I need to find the fastest way of reading a large OpenEdge table (100 million rows plus), preferably programmatically (in c#) and outside of ETL tools such as SSIS or staging formats such as text file extracts.
I'm currently using ODBC (driver: Progress OpenEdge 11.5) to query the OpenEdge 11.5 tables in batches using the OFFSET and FETCH modifiers
SELECT COL_1, COL_2
FROM PUB.TABLE_1
ORDER BY ROWID ASC
OFFSET {currentBatchStart} ROWS
FETCH NEXT {batchSize} ROWS ONLY
I'm querying via a system DSN with FetchArraySize: 25
and QueryTimeout: -1
. And I'm connecting to an OpenEdge server group set up for SQL only access with message buffer size: 1024
.
I'm finding the performance is poor (about 1 million records every 15 minutes) and I suspect it will only slow down as I advance through the table when using the OFFSET FETCH modifiers.

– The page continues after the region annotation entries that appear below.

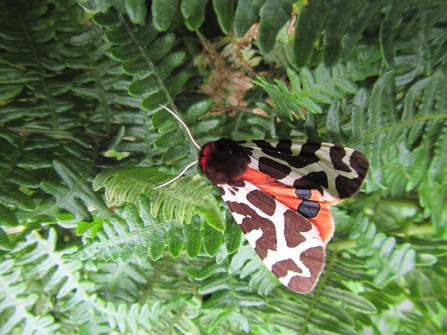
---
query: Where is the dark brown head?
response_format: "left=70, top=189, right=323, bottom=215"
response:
left=199, top=138, right=250, bottom=185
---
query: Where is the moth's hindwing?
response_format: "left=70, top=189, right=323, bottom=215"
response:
left=218, top=180, right=325, bottom=293
left=240, top=140, right=369, bottom=203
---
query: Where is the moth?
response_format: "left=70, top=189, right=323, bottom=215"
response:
left=159, top=106, right=369, bottom=293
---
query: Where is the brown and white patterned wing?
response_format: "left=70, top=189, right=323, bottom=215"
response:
left=218, top=180, right=325, bottom=293
left=241, top=140, right=369, bottom=204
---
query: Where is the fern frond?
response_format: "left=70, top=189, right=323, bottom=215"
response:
left=94, top=166, right=228, bottom=230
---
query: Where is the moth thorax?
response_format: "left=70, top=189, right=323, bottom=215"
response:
left=199, top=138, right=250, bottom=185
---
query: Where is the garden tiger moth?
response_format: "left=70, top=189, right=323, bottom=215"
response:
left=160, top=106, right=369, bottom=293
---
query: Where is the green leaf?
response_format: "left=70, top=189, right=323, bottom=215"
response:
left=213, top=0, right=235, bottom=34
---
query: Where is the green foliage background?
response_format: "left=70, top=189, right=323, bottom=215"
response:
left=0, top=0, right=447, bottom=334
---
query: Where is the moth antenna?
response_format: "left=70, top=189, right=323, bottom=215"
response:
left=158, top=105, right=201, bottom=150
left=153, top=160, right=197, bottom=190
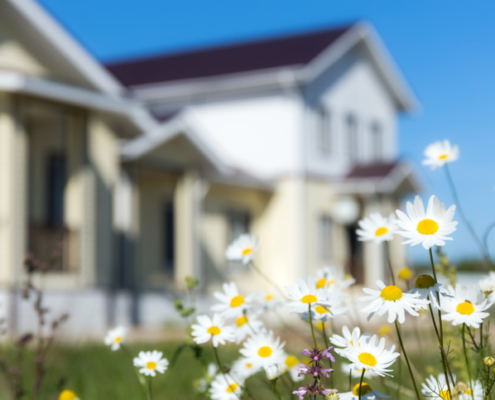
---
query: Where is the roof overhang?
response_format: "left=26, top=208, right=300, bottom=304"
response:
left=131, top=23, right=419, bottom=111
left=0, top=70, right=157, bottom=132
left=336, top=162, right=422, bottom=196
left=0, top=0, right=124, bottom=96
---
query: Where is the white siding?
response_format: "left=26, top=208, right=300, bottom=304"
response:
left=188, top=95, right=302, bottom=179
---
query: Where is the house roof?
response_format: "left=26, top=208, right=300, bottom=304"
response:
left=106, top=26, right=350, bottom=86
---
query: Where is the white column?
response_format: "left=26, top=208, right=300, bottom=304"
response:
left=174, top=170, right=203, bottom=287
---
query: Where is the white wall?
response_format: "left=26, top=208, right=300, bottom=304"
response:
left=192, top=94, right=302, bottom=178
left=306, top=49, right=397, bottom=176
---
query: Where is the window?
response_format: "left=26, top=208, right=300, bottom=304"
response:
left=46, top=154, right=66, bottom=226
left=229, top=211, right=251, bottom=242
left=229, top=211, right=251, bottom=268
left=371, top=122, right=384, bottom=161
left=346, top=115, right=359, bottom=162
left=162, top=201, right=175, bottom=274
left=319, top=215, right=332, bottom=261
left=318, top=107, right=332, bottom=155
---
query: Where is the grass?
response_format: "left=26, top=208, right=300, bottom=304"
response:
left=0, top=315, right=484, bottom=400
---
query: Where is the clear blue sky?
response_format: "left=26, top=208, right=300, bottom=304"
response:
left=41, top=0, right=495, bottom=261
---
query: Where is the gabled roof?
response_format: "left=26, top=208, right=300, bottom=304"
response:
left=0, top=0, right=123, bottom=95
left=107, top=22, right=418, bottom=111
left=106, top=26, right=350, bottom=86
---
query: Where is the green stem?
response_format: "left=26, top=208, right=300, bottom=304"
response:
left=273, top=379, right=282, bottom=400
left=395, top=320, right=421, bottom=400
left=462, top=323, right=474, bottom=400
left=444, top=164, right=492, bottom=270
left=308, top=303, right=318, bottom=349
left=321, top=322, right=334, bottom=388
left=358, top=368, right=366, bottom=400
left=383, top=241, right=395, bottom=286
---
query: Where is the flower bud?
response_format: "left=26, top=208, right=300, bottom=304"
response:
left=483, top=356, right=495, bottom=367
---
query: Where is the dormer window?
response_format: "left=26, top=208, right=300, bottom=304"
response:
left=370, top=121, right=384, bottom=162
left=318, top=107, right=332, bottom=155
left=345, top=114, right=359, bottom=162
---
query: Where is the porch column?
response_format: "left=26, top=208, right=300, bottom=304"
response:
left=174, top=170, right=203, bottom=287
left=0, top=93, right=28, bottom=287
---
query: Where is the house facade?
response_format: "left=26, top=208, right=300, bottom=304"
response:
left=0, top=0, right=419, bottom=332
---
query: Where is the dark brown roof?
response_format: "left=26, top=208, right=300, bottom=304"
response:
left=346, top=161, right=399, bottom=179
left=106, top=26, right=351, bottom=86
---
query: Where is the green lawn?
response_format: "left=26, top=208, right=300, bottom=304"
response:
left=0, top=322, right=488, bottom=400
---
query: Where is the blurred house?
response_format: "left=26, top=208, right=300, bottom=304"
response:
left=0, top=0, right=418, bottom=331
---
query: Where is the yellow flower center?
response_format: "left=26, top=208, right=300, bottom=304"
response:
left=378, top=325, right=392, bottom=336
left=206, top=326, right=220, bottom=335
left=457, top=300, right=474, bottom=315
left=352, top=382, right=371, bottom=396
left=285, top=355, right=299, bottom=369
left=242, top=247, right=253, bottom=256
left=58, top=390, right=77, bottom=400
left=301, top=294, right=318, bottom=304
left=227, top=383, right=239, bottom=393
left=258, top=346, right=272, bottom=358
left=415, top=275, right=435, bottom=289
left=416, top=218, right=438, bottom=235
left=399, top=267, right=413, bottom=281
left=375, top=226, right=388, bottom=236
left=315, top=306, right=330, bottom=314
left=316, top=278, right=335, bottom=289
left=358, top=353, right=376, bottom=367
left=230, top=296, right=248, bottom=307
left=380, top=285, right=402, bottom=301
left=146, top=361, right=156, bottom=369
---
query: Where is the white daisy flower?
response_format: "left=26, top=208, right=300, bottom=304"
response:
left=330, top=325, right=370, bottom=357
left=265, top=365, right=281, bottom=381
left=239, top=331, right=285, bottom=368
left=339, top=382, right=390, bottom=400
left=359, top=280, right=429, bottom=324
left=423, top=140, right=459, bottom=169
left=105, top=326, right=128, bottom=351
left=409, top=275, right=449, bottom=310
left=279, top=354, right=304, bottom=382
left=211, top=282, right=256, bottom=318
left=256, top=290, right=281, bottom=310
left=440, top=285, right=493, bottom=328
left=191, top=314, right=235, bottom=347
left=303, top=290, right=347, bottom=321
left=285, top=276, right=331, bottom=314
left=356, top=213, right=398, bottom=243
left=341, top=363, right=378, bottom=378
left=316, top=265, right=356, bottom=290
left=234, top=314, right=263, bottom=344
left=342, top=335, right=399, bottom=376
left=457, top=381, right=485, bottom=400
left=209, top=374, right=244, bottom=400
left=58, top=390, right=79, bottom=400
left=479, top=272, right=495, bottom=297
left=225, top=233, right=258, bottom=265
left=396, top=196, right=457, bottom=250
left=232, top=357, right=261, bottom=380
left=421, top=374, right=455, bottom=400
left=134, top=350, right=168, bottom=376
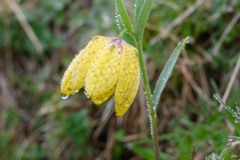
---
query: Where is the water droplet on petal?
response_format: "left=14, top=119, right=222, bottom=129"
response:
left=61, top=94, right=69, bottom=99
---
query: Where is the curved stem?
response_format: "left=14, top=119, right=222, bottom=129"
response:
left=137, top=42, right=160, bottom=160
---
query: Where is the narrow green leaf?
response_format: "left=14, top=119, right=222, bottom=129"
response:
left=134, top=0, right=145, bottom=24
left=118, top=30, right=137, bottom=48
left=115, top=0, right=133, bottom=33
left=134, top=0, right=153, bottom=42
left=153, top=37, right=189, bottom=109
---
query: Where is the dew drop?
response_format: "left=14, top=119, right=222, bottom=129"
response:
left=61, top=94, right=69, bottom=99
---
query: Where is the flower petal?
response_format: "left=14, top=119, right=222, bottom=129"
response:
left=61, top=36, right=111, bottom=95
left=85, top=43, right=122, bottom=104
left=114, top=42, right=140, bottom=116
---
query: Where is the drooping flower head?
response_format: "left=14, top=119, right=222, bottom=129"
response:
left=61, top=36, right=140, bottom=116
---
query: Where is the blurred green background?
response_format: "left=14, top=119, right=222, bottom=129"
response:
left=0, top=0, right=240, bottom=160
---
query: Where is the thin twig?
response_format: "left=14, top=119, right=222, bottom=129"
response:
left=218, top=56, right=240, bottom=111
left=5, top=0, right=43, bottom=55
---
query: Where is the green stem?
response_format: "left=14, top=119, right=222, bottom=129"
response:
left=138, top=41, right=160, bottom=160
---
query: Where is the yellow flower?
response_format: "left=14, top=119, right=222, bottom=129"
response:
left=61, top=36, right=140, bottom=116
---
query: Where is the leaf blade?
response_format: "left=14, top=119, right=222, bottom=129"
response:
left=153, top=37, right=189, bottom=109
left=115, top=0, right=133, bottom=33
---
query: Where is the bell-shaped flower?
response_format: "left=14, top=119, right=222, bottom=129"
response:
left=61, top=36, right=140, bottom=116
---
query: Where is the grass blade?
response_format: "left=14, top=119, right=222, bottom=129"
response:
left=134, top=0, right=153, bottom=43
left=134, top=0, right=145, bottom=24
left=153, top=37, right=189, bottom=109
left=115, top=0, right=133, bottom=33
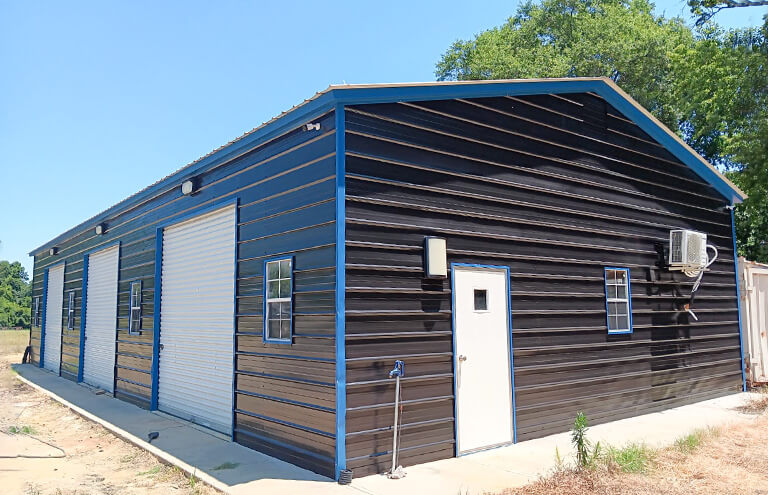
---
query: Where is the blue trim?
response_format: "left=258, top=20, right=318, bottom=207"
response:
left=77, top=254, right=89, bottom=383
left=38, top=261, right=67, bottom=375
left=603, top=266, right=634, bottom=335
left=29, top=78, right=744, bottom=255
left=451, top=263, right=517, bottom=457
left=229, top=197, right=240, bottom=442
left=37, top=268, right=49, bottom=368
left=261, top=255, right=296, bottom=345
left=334, top=105, right=347, bottom=480
left=149, top=197, right=239, bottom=414
left=731, top=209, right=747, bottom=392
left=149, top=231, right=163, bottom=411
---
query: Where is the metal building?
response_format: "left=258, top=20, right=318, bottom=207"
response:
left=31, top=78, right=744, bottom=477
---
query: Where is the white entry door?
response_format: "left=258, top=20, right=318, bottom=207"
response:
left=158, top=206, right=236, bottom=433
left=83, top=246, right=120, bottom=392
left=453, top=266, right=513, bottom=454
left=43, top=263, right=64, bottom=375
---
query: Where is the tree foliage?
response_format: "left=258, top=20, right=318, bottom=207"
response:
left=0, top=261, right=32, bottom=328
left=435, top=0, right=768, bottom=262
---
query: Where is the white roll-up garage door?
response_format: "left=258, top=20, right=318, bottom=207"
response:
left=158, top=205, right=236, bottom=433
left=83, top=246, right=120, bottom=392
left=43, top=264, right=64, bottom=374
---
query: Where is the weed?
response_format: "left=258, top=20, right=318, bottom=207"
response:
left=8, top=426, right=37, bottom=435
left=603, top=443, right=655, bottom=473
left=675, top=430, right=704, bottom=454
left=136, top=464, right=163, bottom=476
left=571, top=411, right=600, bottom=469
left=555, top=446, right=565, bottom=471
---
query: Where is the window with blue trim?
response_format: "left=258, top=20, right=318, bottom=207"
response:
left=128, top=280, right=141, bottom=335
left=264, top=258, right=293, bottom=343
left=605, top=268, right=632, bottom=333
left=67, top=290, right=75, bottom=330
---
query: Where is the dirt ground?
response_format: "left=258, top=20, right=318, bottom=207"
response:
left=504, top=395, right=768, bottom=495
left=0, top=346, right=219, bottom=495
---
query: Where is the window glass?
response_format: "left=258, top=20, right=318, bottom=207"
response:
left=128, top=280, right=141, bottom=334
left=605, top=268, right=632, bottom=333
left=475, top=289, right=488, bottom=311
left=264, top=259, right=293, bottom=343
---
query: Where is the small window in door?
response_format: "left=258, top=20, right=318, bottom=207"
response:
left=475, top=289, right=488, bottom=311
left=128, top=280, right=141, bottom=335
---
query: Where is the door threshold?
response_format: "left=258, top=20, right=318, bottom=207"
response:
left=151, top=409, right=232, bottom=442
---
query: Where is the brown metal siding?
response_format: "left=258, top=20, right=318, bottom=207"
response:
left=345, top=94, right=741, bottom=476
left=32, top=112, right=336, bottom=476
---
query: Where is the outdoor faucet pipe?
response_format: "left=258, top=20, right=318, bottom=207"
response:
left=388, top=359, right=405, bottom=479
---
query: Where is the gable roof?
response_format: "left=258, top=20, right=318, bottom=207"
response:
left=29, top=77, right=747, bottom=255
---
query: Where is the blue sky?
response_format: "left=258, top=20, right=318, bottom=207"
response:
left=0, top=0, right=768, bottom=274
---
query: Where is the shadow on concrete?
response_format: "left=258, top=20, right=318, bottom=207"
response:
left=12, top=364, right=340, bottom=492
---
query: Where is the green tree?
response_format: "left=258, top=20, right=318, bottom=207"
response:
left=0, top=261, right=32, bottom=328
left=435, top=0, right=768, bottom=262
left=435, top=0, right=694, bottom=129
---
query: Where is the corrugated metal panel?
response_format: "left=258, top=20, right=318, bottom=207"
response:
left=158, top=206, right=235, bottom=433
left=43, top=265, right=64, bottom=374
left=739, top=258, right=768, bottom=385
left=83, top=246, right=120, bottom=392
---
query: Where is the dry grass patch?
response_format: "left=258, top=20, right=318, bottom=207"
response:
left=502, top=414, right=768, bottom=495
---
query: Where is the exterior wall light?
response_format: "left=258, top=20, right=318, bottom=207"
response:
left=424, top=236, right=448, bottom=278
left=181, top=179, right=195, bottom=196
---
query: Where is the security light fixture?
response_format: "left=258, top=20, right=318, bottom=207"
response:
left=424, top=236, right=448, bottom=278
left=181, top=179, right=195, bottom=196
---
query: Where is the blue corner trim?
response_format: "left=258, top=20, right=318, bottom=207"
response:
left=335, top=105, right=347, bottom=480
left=37, top=268, right=50, bottom=368
left=149, top=227, right=163, bottom=411
left=451, top=263, right=517, bottom=457
left=603, top=266, right=634, bottom=335
left=77, top=254, right=89, bottom=383
left=731, top=209, right=747, bottom=392
left=149, top=197, right=240, bottom=411
left=229, top=197, right=240, bottom=442
left=261, top=256, right=296, bottom=345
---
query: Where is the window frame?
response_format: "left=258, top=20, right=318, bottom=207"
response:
left=262, top=256, right=295, bottom=345
left=67, top=290, right=75, bottom=330
left=32, top=296, right=40, bottom=327
left=128, top=280, right=144, bottom=335
left=603, top=266, right=634, bottom=335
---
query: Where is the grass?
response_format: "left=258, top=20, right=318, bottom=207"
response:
left=0, top=330, right=29, bottom=354
left=600, top=443, right=656, bottom=474
left=213, top=462, right=240, bottom=471
left=673, top=428, right=720, bottom=454
left=739, top=387, right=768, bottom=414
left=8, top=426, right=36, bottom=435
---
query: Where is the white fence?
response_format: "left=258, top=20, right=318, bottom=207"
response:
left=739, top=257, right=768, bottom=385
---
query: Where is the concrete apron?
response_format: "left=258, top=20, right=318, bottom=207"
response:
left=13, top=365, right=754, bottom=495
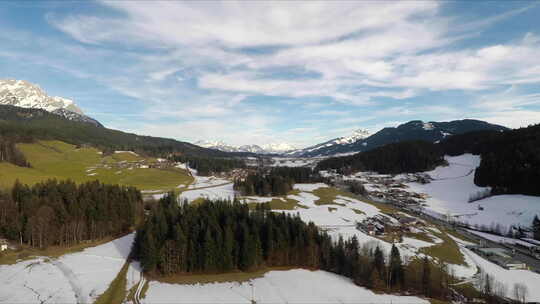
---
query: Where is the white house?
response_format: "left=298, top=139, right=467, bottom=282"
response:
left=0, top=239, right=8, bottom=251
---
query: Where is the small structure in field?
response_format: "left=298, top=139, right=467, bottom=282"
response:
left=0, top=239, right=9, bottom=251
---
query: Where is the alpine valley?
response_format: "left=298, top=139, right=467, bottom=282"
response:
left=0, top=0, right=540, bottom=304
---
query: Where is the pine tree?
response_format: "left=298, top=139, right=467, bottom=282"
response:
left=388, top=244, right=404, bottom=287
left=141, top=229, right=158, bottom=272
left=422, top=256, right=431, bottom=297
left=373, top=246, right=384, bottom=278
left=533, top=215, right=540, bottom=241
left=221, top=225, right=234, bottom=271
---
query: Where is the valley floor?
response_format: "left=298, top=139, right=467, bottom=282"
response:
left=0, top=156, right=540, bottom=304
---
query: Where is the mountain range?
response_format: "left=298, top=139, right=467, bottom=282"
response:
left=0, top=79, right=103, bottom=127
left=194, top=140, right=296, bottom=154
left=287, top=119, right=508, bottom=157
left=0, top=80, right=508, bottom=157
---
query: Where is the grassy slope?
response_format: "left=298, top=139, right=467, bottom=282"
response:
left=94, top=261, right=129, bottom=304
left=0, top=237, right=115, bottom=265
left=0, top=141, right=193, bottom=190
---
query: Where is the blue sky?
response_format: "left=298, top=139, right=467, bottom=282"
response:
left=0, top=1, right=540, bottom=147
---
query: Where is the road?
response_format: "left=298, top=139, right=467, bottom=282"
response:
left=404, top=205, right=540, bottom=273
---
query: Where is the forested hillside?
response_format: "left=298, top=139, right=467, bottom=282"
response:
left=0, top=137, right=30, bottom=167
left=234, top=167, right=323, bottom=196
left=316, top=141, right=444, bottom=174
left=133, top=195, right=460, bottom=299
left=474, top=125, right=540, bottom=195
left=0, top=180, right=142, bottom=248
left=170, top=155, right=246, bottom=176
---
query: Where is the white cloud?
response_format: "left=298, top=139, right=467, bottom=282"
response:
left=29, top=1, right=540, bottom=144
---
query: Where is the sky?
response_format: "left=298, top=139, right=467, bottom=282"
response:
left=0, top=0, right=540, bottom=147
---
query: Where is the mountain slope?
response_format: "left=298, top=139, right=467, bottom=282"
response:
left=194, top=140, right=295, bottom=154
left=287, top=129, right=370, bottom=156
left=0, top=79, right=103, bottom=127
left=292, top=119, right=508, bottom=157
left=0, top=105, right=237, bottom=157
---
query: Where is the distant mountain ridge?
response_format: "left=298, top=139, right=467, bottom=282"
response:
left=194, top=140, right=296, bottom=154
left=0, top=79, right=103, bottom=127
left=286, top=129, right=370, bottom=156
left=0, top=105, right=238, bottom=157
left=288, top=119, right=509, bottom=157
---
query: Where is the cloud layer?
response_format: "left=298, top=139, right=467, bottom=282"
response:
left=4, top=1, right=540, bottom=146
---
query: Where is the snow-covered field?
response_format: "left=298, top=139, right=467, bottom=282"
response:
left=407, top=154, right=540, bottom=227
left=143, top=269, right=429, bottom=304
left=179, top=183, right=234, bottom=202
left=0, top=234, right=134, bottom=303
left=188, top=175, right=230, bottom=189
left=462, top=248, right=540, bottom=302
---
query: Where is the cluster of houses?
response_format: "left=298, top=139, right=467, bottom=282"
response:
left=356, top=213, right=424, bottom=236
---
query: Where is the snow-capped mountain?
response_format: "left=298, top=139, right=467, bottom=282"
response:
left=288, top=119, right=508, bottom=157
left=195, top=140, right=295, bottom=154
left=287, top=129, right=370, bottom=156
left=0, top=79, right=102, bottom=127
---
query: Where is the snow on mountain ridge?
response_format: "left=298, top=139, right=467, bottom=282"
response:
left=0, top=79, right=84, bottom=115
left=194, top=140, right=295, bottom=154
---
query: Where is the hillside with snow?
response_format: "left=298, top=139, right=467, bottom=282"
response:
left=287, top=119, right=508, bottom=157
left=0, top=79, right=102, bottom=127
left=194, top=140, right=296, bottom=154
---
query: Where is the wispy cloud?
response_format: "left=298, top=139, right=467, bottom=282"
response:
left=0, top=1, right=540, bottom=145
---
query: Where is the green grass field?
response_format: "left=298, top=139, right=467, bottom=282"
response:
left=0, top=141, right=193, bottom=191
left=419, top=231, right=467, bottom=266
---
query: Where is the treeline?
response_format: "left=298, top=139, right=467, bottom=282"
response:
left=474, top=125, right=540, bottom=195
left=133, top=195, right=468, bottom=299
left=133, top=195, right=331, bottom=275
left=0, top=180, right=143, bottom=248
left=0, top=136, right=30, bottom=167
left=170, top=155, right=246, bottom=176
left=316, top=141, right=444, bottom=175
left=439, top=125, right=540, bottom=195
left=532, top=215, right=540, bottom=241
left=233, top=167, right=324, bottom=196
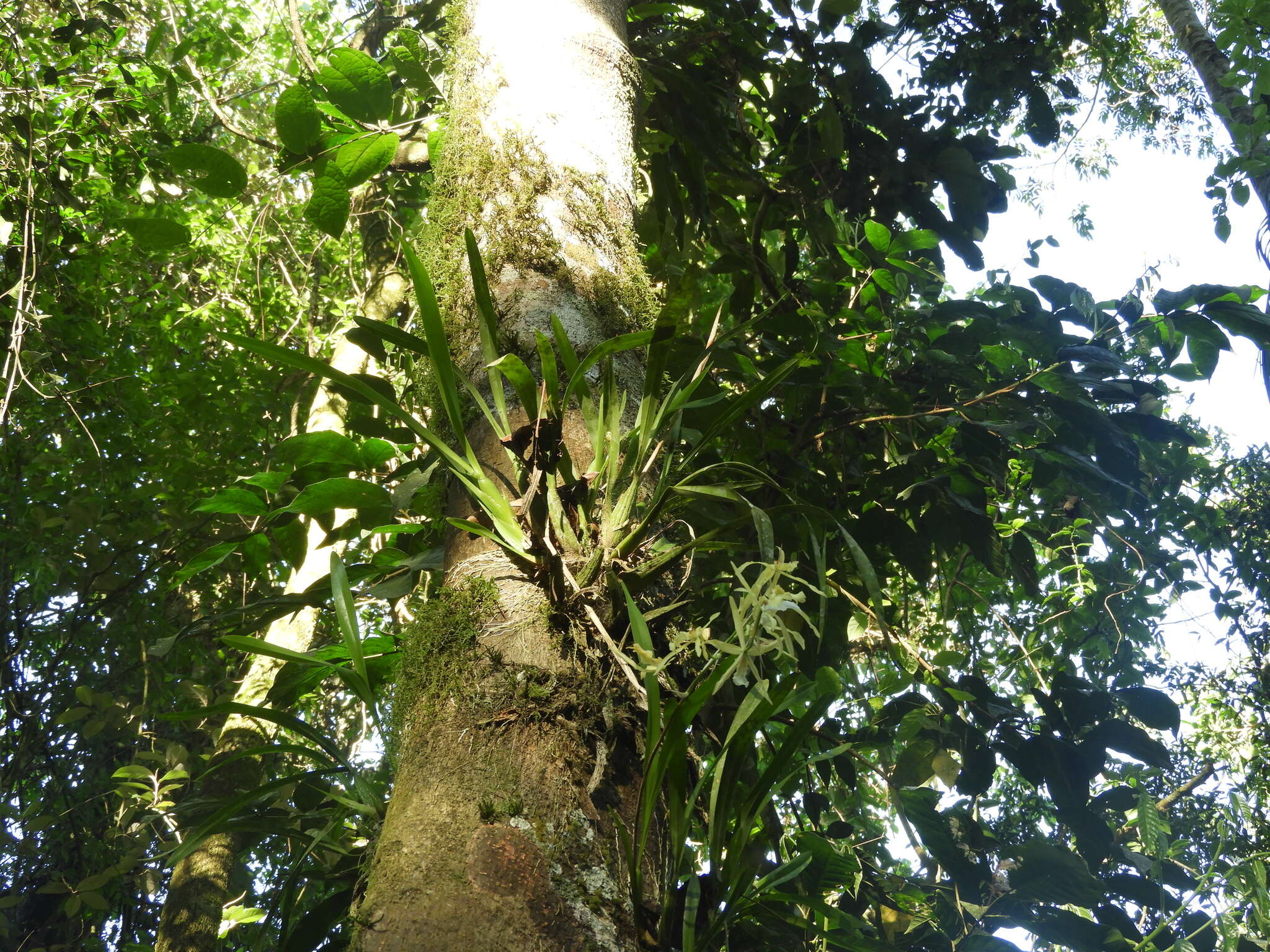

My question is are there any methods I can adopt or settings I can play with to tune the query performance?
- For example are there better ways of constructing my SQL query? e.g. should I order by columns in an index rather than ROWID?
- Should I increase the message buffer size on the sql server group
Or should I be looking at alternative methods to read the data out of the table?
Note: Each batch is subsequently sqlbulkcopy
'ed into a SQL Server table